Of course, the fabric isn’t anything like the
materials that the term calls to mind. Rather it’s a
technologically advanced, multilayer creation, tens of
centimeters thick that simultaneously provides thermal
control, structural strength, and an absolutely airtight
seal. Bigelow wants to build entire orbiting complexes
out of clusters of similar cloth-covered, inflatable
structures, with each cylinder enclosing hundreds of
cubic meters of habitable space. It’s hard to pin down
exact figures, but this inflatable-module concept could
cut the cost of building and launching space habitats by
a remarkable 25 to 50 percent, compared with traditional
rigid-walled modules.
A back-of-the-envelope calculation shows why. The
largest single ISS module—the centerpiece of Japan’s
contribution to the station—is scheduled to be launched
into space in October 2008. The pressurized volume
inside this metal-walled module will be about 150 cubic
meters, or about half the size of a squash court. In
contrast, an inflatable module could easily have an
internal pressurized volume well over twice that,
requiring less than half as many modules and launches to
build a space complex of a given size. Quite apart from
the cost of the modules, reducing the number of launches
translates directly into major bottom-line savings,
because it can cost as much—or more—to launch a module
into space as to build it.
Standing in front of the cylinder in Building A, I
remember an incident said to have happened in World War
I: a British army officer, confronted with a very
similar structure, had flicked his fingertip at the
surface to see what sound it would make. “Blimp,” he
heard—and is supposed to have repeated to
himself—thereby naming the unconventional aerial vehicle
that would patrol the coasts of wartime England.
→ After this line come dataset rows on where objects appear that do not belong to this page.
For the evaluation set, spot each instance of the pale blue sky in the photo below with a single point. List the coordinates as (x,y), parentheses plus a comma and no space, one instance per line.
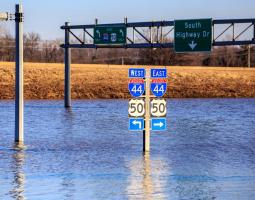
(46,16)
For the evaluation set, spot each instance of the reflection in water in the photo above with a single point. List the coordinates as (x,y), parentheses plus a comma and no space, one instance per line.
(19,177)
(145,180)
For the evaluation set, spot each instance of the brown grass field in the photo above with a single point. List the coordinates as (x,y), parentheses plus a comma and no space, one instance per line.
(46,81)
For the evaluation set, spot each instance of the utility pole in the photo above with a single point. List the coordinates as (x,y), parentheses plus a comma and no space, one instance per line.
(249,56)
(67,69)
(19,99)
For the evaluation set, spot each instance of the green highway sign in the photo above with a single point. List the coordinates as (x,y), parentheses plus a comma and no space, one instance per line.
(194,35)
(110,35)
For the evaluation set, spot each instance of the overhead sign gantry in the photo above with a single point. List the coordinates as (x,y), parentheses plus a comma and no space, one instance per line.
(190,35)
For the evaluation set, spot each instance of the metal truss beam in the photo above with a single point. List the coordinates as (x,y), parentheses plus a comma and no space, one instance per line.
(159,34)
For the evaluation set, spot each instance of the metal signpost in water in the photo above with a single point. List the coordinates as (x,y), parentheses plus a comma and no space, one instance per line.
(19,100)
(153,111)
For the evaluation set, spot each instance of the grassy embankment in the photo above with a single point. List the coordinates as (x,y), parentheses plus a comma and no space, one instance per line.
(46,81)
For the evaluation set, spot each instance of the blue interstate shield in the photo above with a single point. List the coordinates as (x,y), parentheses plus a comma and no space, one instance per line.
(136,87)
(158,87)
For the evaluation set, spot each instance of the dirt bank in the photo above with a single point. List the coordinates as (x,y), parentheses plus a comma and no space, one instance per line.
(46,81)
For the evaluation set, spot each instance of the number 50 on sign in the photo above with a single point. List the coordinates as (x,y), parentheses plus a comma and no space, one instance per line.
(158,107)
(136,108)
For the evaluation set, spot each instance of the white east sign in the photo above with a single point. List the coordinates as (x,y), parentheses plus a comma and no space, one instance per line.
(136,107)
(158,107)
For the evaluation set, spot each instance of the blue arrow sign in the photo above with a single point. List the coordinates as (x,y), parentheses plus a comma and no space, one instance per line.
(136,87)
(158,124)
(136,73)
(136,124)
(158,88)
(158,73)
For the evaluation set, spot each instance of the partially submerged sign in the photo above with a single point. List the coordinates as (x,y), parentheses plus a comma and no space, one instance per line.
(159,73)
(194,35)
(136,124)
(158,87)
(158,124)
(136,107)
(136,73)
(136,87)
(110,35)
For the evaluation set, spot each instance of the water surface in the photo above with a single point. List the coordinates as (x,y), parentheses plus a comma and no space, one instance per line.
(87,152)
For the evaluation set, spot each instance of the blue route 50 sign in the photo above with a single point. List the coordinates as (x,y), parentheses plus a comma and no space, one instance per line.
(158,87)
(136,87)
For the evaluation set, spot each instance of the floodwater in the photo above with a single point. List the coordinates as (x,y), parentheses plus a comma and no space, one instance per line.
(87,152)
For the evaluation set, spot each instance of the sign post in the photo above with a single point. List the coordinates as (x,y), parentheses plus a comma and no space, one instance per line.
(146,131)
(142,108)
(19,101)
(194,35)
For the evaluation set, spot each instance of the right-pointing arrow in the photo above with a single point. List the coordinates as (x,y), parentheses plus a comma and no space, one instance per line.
(160,124)
(98,32)
(192,45)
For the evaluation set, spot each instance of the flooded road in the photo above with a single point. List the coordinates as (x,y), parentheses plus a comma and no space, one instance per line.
(87,152)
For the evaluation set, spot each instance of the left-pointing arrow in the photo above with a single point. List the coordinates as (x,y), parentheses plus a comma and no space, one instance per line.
(137,122)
I raise my arm, try the same trick, and get a
satisfying “blimp” sound, too—because this structure in
front of me is also inflated and straining at its
airtight envelope. This SUV-sized vertical cylinder is
an engineering mock-up of a craft called Genesis I,
which is now orbiting Earth 560 kilometers up. Like a
blimp, Genesis I maintains its shape thanks to air
pressure. Unlike a blimp, which uses helium gas to
pressurize the vehicle and whose crew works in a rigid
gondola attached to the outside of the inflated
structure, Genesis I is testing the idea that breathable
air could be used to pressurize the structure, which
would allow people to live and work inside it.
At least, that’s the plan. At the moment, Genesis I
doesn’t have any astronauts onboard. Rather, it’s a test
bed that, at 4.4 meters in length and 2.5 meters in
diameter, is about one-third the size of the planned
habitable modules that Bigelow hopes to begin launching
around 2010, each of which will have an internal volume
of over 300 cubic meters.
Fitted with cameras and other sensors, the interior
of the orbiting Genesis I has 11.5 cubic meters of
internal volume. It is pressurized to a little more than
half of sea-level atmospheric pressure as a conservative
first step to test the structure’s ability to deploy
properly and stay inflated in space.